Taşınmaz satış vaadi sözleşmesi, vaad edilene kişisel bir hak sağlamaktadır. Bunun sonucu olarak, satış vaadi sözleşmesinden doğan haklar yalnızca vaad edene karşı ileri sürülebilir. Ancak bunun istisna hali olan “satış vaadi sözleşmesinin tapuya şerhi” durumunu unutmamamız gerekmektedir. Tapuya şerh ile birlikte taşınmaz satış vaadi sözleşmesi, kişisel hakkı güçlendirmektedir. Şerh ile birlikte vaad edilen, taşınmaz 3. kişiye satılsa bile artık alacak hakkını herkese karşı ileri sürebilecektir. “TMK m. 1009 : Arsa payı karşılığı inşaat, taşınmaz satış vaadi, kira, alım, önalım, gerialım sözleşmelerinden doğan haklar ile şerhedilebileceği kanunlarda açıkça öngörülen diğer haklar tapu kütüğüne şerhedilebilir.
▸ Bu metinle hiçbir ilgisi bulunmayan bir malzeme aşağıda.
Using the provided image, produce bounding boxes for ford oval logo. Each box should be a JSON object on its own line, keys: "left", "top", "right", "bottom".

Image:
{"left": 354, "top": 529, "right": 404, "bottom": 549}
Bunlar şerh verilmekle o taşınmaz üzerinde sonradan kazanılan hakların sahiplerine karşı ileri sürülebilir.”

 

Taşınmaz vaad edildikten sonra tapudan 3. kişiye satılması mümkündür. Taşınmazın 3. kişiye tapuda satılması durumunu çeşitli ihtimaller bakımından değerlendirmek gerekmektedir. Satış vaadi sözleşmesinin tapuya şerh edilmediği bir durumun söz konusu olması halinde, taşınmaz 3. bir kişiye satılmışsa artık vaad edilenin sözleşmeden kaynaklanan hakkını üçüncü kişiye karşı kullanması mümkün değildir. Nitelik olarak vaad alacaklısı kişisel bir hakka sahipken, taşınmazı satın alan üçüncü kişi ise ayni hakka sahip olmaktadır. Haklar bakımından bir çatışma söz konusudur, iki hakkın varlığı halinde ayni hakka üstünlük verilmektedir. Taşınmazın 3. kişiye satılması halinde vaad alacaklısı artık yalnızca vaad borçlusuna karşı tazminat talep hakkını kullanabilecektir. Vaad alacaklısının, taşınmazı satın alan 3. kişiye karşı ileri sürebileceği bir hakkı olmasa da, gerçekleştirilen satışın gerçek olmadığını, yalnızca vaad alacaklısını zarara uğratmak için bu satımın yapıldığını ileri sürüp ispatlaması mümkündür. Bu noktada dürüstlük kuralına aykırılık bakımından inceleme yapılması gerekecektir.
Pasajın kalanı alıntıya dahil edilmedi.